The Dutch Public Prosecution Service has brought criminal charges against Seatrade for selling ships to shipyards in countries with poor working conditions and substandard environmental practices.
The Groningen-based company will be the first in Europe to face criminal charges for beaching vessels.
According to the prosecution office, the Seatrade Group is facing fines of up to EUR 2.35 million (around USD 2.9 million) for breaking up ships on beaches in India and Turkey in violation of the European Waste Shipment Regulations.
A six-month prison sentence for three of Seatrade’s top executives is also being considered.
All four vessels departed on their last voyage to the breaking yards from the ports of Rotterdam and Hamburg in the spring of 2012.
Ships sailing to their final destination on their own contain large quantities of hazardous substances such as bunker oil, lubricating oil, PCBs and asbestos.

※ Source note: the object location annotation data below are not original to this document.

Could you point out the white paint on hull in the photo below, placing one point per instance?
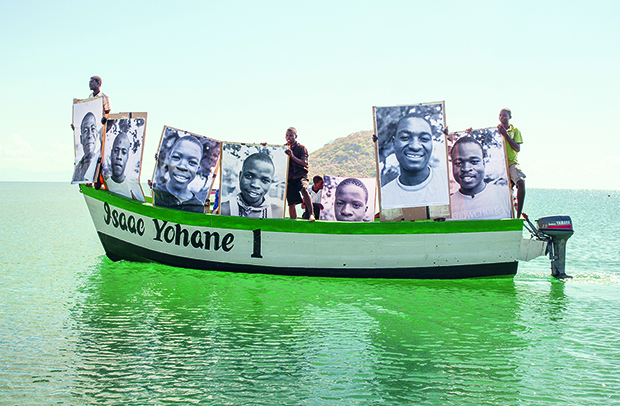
(303, 250)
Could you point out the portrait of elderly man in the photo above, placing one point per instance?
(91, 146)
(418, 183)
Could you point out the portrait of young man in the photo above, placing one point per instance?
(122, 155)
(479, 180)
(412, 156)
(348, 199)
(258, 189)
(87, 138)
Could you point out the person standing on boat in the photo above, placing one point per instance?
(255, 180)
(417, 183)
(297, 183)
(475, 199)
(513, 146)
(95, 85)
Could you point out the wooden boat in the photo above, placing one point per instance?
(136, 231)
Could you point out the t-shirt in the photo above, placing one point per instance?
(164, 198)
(515, 134)
(296, 171)
(124, 188)
(492, 203)
(315, 196)
(433, 191)
(236, 206)
(106, 100)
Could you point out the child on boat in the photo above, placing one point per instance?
(513, 146)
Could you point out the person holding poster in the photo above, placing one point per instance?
(514, 140)
(95, 85)
(417, 184)
(297, 175)
(91, 145)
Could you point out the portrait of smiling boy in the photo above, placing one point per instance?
(411, 160)
(481, 193)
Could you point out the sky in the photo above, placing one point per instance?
(244, 71)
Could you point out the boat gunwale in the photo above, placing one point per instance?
(301, 226)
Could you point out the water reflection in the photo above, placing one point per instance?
(150, 331)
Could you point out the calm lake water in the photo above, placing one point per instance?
(77, 328)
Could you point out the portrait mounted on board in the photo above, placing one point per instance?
(253, 180)
(122, 154)
(348, 199)
(479, 181)
(186, 167)
(411, 162)
(87, 138)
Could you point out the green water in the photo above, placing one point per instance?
(77, 328)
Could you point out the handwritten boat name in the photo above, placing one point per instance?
(177, 234)
(122, 221)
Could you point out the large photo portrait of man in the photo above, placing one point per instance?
(348, 199)
(122, 154)
(253, 180)
(411, 156)
(87, 138)
(479, 181)
(186, 167)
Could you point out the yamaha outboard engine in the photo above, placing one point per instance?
(556, 230)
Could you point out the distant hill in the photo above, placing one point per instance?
(353, 155)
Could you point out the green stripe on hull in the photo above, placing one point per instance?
(302, 226)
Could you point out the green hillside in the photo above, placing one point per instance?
(353, 155)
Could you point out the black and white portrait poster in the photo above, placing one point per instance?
(348, 199)
(479, 184)
(87, 138)
(186, 167)
(122, 154)
(412, 167)
(253, 180)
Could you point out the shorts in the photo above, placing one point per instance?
(293, 190)
(516, 174)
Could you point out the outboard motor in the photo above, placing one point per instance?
(556, 230)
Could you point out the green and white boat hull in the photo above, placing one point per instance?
(135, 231)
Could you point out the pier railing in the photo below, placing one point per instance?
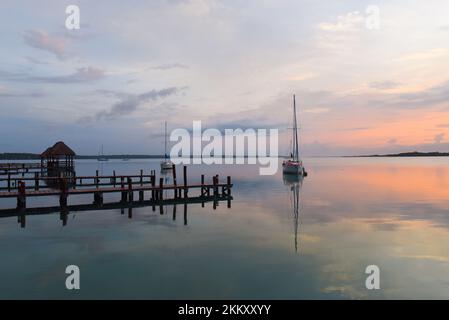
(146, 186)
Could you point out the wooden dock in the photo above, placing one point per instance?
(150, 193)
(11, 169)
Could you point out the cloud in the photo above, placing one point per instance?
(439, 138)
(392, 141)
(86, 74)
(348, 22)
(169, 66)
(21, 95)
(130, 103)
(425, 98)
(384, 85)
(424, 55)
(42, 40)
(35, 61)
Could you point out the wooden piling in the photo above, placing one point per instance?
(185, 181)
(36, 181)
(130, 190)
(21, 198)
(175, 182)
(161, 186)
(141, 196)
(153, 184)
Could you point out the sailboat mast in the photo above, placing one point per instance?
(165, 140)
(295, 133)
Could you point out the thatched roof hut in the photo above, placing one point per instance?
(59, 155)
(58, 149)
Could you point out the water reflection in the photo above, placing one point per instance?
(294, 183)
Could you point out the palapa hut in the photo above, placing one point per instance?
(58, 159)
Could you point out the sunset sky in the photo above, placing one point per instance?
(134, 64)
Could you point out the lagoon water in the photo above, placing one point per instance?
(352, 212)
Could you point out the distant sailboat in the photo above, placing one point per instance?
(294, 165)
(294, 182)
(101, 156)
(166, 164)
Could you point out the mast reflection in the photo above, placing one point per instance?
(294, 182)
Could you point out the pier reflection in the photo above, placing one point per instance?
(129, 207)
(294, 183)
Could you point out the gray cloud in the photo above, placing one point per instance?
(425, 98)
(130, 103)
(439, 138)
(169, 66)
(86, 74)
(392, 141)
(21, 95)
(42, 40)
(384, 85)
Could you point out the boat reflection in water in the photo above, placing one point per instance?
(294, 182)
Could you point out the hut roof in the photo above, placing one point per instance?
(46, 152)
(58, 149)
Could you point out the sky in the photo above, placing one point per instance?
(361, 87)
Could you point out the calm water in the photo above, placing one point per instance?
(393, 213)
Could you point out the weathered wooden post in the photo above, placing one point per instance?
(36, 181)
(122, 187)
(185, 181)
(174, 181)
(22, 220)
(63, 216)
(141, 196)
(130, 190)
(96, 179)
(203, 190)
(63, 194)
(153, 184)
(21, 197)
(161, 188)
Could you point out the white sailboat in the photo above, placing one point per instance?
(166, 164)
(101, 156)
(294, 165)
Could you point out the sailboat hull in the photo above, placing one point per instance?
(292, 167)
(166, 165)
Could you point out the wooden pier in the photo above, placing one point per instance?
(11, 169)
(150, 193)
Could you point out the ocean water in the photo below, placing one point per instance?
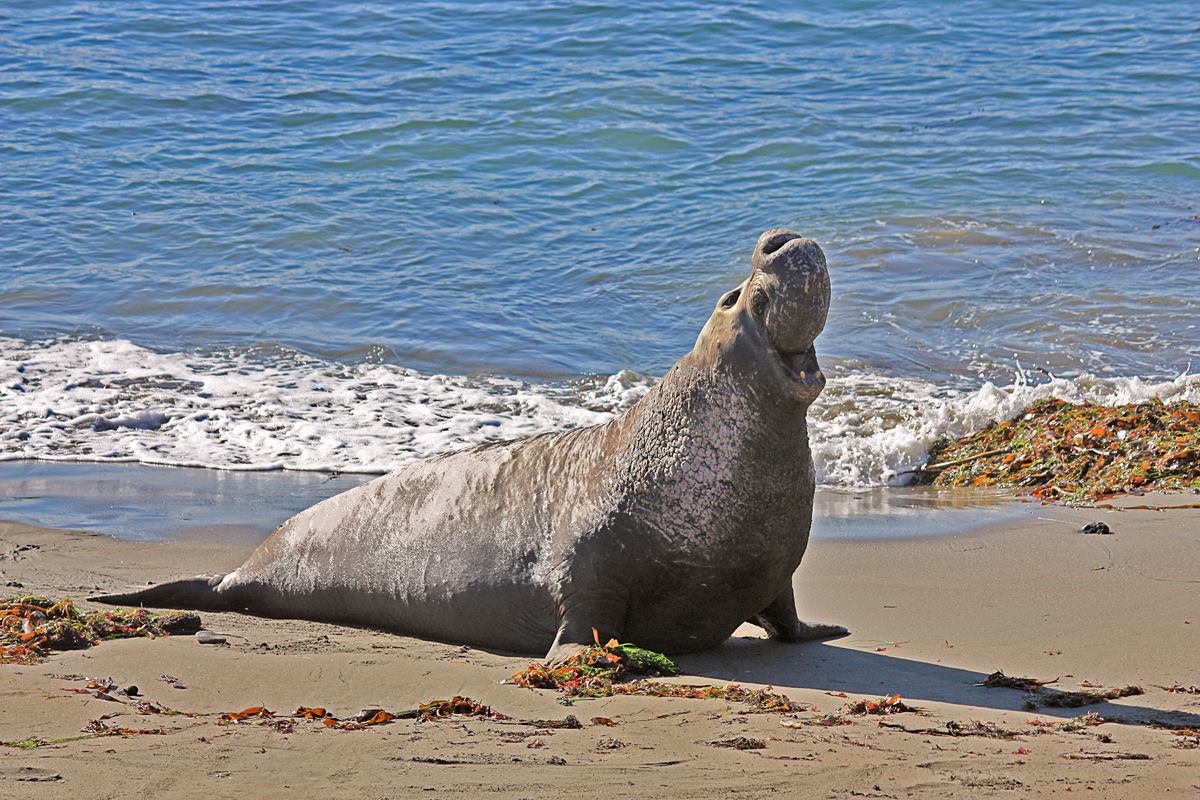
(337, 236)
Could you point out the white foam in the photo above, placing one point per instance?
(113, 401)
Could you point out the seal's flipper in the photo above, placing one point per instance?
(781, 624)
(201, 594)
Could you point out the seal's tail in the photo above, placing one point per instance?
(199, 594)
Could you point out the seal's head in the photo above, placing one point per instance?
(777, 313)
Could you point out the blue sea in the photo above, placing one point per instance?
(337, 236)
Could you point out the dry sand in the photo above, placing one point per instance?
(930, 618)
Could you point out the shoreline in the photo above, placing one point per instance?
(149, 503)
(930, 618)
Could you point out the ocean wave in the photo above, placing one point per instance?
(274, 408)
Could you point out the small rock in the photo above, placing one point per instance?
(209, 637)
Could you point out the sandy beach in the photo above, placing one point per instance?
(930, 618)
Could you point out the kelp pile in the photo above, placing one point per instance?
(1039, 693)
(615, 668)
(1078, 452)
(33, 626)
(881, 707)
(456, 705)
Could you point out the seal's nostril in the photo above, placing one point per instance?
(778, 240)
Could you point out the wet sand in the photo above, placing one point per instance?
(929, 617)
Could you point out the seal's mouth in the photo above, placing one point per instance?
(803, 368)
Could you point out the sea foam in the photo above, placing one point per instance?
(271, 408)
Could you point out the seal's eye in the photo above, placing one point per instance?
(759, 305)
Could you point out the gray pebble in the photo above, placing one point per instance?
(209, 637)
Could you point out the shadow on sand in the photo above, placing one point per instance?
(825, 667)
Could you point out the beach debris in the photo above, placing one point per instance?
(366, 717)
(1039, 693)
(953, 728)
(246, 714)
(1077, 452)
(616, 668)
(892, 704)
(607, 744)
(1065, 699)
(570, 722)
(822, 721)
(738, 743)
(1109, 757)
(1000, 680)
(33, 626)
(94, 729)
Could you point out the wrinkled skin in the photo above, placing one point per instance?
(666, 527)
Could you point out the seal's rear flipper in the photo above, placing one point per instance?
(198, 594)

The ships in question were refrigerated vessels, which means they also contain HCFCs. As these hazardous substances were not removed from the ships their sale to India, Bangladesh and Turkey was illegal, the prosecution office said.

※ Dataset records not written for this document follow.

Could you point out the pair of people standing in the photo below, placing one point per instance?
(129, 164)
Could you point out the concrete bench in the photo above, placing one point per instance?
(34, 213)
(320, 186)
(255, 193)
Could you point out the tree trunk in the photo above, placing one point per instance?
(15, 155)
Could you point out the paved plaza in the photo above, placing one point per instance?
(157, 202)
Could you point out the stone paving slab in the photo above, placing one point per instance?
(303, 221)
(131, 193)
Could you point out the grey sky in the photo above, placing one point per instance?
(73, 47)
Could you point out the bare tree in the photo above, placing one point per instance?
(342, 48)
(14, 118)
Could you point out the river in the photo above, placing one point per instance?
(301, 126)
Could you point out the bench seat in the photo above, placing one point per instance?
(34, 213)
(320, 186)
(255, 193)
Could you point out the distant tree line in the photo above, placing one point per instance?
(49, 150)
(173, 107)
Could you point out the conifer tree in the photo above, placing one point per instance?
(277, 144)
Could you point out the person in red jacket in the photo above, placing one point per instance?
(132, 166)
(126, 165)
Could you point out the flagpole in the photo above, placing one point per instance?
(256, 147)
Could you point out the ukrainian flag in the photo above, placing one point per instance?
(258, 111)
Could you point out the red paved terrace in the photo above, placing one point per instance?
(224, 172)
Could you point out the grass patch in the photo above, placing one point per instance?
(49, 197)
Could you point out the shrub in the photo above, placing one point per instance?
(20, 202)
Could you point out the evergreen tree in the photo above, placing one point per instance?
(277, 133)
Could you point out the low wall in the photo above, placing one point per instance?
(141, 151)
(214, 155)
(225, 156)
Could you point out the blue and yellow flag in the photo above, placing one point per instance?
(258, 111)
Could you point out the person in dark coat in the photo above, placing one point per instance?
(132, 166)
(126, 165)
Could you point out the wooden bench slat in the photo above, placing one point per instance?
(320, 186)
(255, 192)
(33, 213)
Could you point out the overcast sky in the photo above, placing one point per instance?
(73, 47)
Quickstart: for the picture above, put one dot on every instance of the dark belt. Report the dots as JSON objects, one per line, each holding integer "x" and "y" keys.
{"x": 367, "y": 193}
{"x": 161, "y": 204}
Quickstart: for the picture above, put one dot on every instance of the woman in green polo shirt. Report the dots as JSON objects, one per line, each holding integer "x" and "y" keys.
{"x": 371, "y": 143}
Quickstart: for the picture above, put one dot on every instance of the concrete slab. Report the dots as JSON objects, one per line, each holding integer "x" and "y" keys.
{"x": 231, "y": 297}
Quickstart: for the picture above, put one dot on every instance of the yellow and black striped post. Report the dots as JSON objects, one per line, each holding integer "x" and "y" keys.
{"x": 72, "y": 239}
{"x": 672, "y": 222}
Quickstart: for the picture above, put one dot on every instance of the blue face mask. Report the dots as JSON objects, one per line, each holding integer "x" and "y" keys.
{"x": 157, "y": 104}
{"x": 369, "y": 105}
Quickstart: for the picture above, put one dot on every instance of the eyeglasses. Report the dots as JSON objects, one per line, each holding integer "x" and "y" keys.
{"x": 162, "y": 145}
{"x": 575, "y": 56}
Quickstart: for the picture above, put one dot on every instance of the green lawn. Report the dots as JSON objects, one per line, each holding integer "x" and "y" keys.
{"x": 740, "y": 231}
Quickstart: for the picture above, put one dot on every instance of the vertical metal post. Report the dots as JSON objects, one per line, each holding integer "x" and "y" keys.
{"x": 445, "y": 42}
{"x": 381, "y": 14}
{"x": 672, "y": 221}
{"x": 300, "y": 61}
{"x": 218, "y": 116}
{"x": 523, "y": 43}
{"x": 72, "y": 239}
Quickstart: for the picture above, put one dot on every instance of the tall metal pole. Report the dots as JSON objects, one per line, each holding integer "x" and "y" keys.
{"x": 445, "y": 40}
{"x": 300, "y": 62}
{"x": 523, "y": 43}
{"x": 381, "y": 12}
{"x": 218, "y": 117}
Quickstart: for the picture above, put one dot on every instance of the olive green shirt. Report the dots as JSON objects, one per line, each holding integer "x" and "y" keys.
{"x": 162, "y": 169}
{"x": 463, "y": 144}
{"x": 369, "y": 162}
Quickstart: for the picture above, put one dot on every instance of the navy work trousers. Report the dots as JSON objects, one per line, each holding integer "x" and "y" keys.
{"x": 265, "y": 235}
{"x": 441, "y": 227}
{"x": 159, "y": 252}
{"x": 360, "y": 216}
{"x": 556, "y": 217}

The two 1984-built reefers, Spring Bear and Spring Bob ended up at Indian and Bangladeshi breakers respectively.
The 1984-built Spring Panda and Spring Deli were demolished at shipyards in Turkey.
Breaking yards in , Bangladesh and India are infamous for their dangerous working conditions, especially with respect to the removal of hazardous waste. They don’t have the required facilities, meaning that chemical waste, including asbestos, is often dumped at the site.

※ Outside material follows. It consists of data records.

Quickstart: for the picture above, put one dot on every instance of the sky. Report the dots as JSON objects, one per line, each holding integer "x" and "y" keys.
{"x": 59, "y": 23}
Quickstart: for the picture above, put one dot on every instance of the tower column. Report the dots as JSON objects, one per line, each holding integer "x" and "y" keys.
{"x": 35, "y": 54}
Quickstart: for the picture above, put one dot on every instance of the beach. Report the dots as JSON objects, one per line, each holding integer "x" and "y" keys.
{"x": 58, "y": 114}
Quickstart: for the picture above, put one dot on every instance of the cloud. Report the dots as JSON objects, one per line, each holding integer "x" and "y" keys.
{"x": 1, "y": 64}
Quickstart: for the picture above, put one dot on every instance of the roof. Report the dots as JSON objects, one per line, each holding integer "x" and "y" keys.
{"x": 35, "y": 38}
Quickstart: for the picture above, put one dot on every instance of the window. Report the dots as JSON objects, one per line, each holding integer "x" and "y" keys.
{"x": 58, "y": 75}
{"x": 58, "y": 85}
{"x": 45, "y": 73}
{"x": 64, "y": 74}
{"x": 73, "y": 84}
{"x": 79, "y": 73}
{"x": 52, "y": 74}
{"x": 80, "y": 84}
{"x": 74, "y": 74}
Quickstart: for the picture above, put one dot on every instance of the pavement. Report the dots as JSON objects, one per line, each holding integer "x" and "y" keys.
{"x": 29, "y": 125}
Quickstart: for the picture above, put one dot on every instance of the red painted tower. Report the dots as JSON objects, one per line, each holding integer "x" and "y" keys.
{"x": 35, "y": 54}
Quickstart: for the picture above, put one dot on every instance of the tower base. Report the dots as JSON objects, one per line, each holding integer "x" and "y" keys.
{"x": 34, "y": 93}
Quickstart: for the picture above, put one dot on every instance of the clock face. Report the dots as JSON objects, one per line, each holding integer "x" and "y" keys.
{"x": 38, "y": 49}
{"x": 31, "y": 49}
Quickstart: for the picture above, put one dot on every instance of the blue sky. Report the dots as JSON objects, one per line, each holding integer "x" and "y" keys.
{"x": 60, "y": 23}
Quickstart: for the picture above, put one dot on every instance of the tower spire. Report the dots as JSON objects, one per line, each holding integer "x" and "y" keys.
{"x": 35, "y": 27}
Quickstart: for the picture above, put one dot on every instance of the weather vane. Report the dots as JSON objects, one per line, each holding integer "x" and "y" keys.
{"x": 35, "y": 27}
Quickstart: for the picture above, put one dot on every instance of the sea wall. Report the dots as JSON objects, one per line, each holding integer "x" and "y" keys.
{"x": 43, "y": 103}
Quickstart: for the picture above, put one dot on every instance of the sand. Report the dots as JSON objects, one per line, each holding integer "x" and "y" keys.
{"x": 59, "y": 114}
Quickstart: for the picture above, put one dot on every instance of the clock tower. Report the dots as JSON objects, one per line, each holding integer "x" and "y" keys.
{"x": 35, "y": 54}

Seatrade sold the ships via the company Baltic Union Shipbrokers to cash-buyer GMS.
It is thought their decision to use a cash buyer rather than recycling the ships in a safe way, was for financial gain.
Ingvild Jenssen, Founder and Director of the NGO Shipbreaking Platform said:
“Despite ongoing criminal investigations, Seatrade sold two more ships – the Sina and Ellan – for dirty and dangerous breaking on the beach in Alang, India, in August 2017,”
“This case adds itself to the growing demand, including from investors and major shipping banks, for better ship recycling practices.”
Authorities in Norway, Belgium, and the UK will be paying close attention to the verdict of the case. Similar cases are currently being investigated there, involving shipping companies such as Maersk and CMB, as well as the world’s largest cash-buyers GMS and Wirana.
The case is being heard in a Rotterdam Court this week.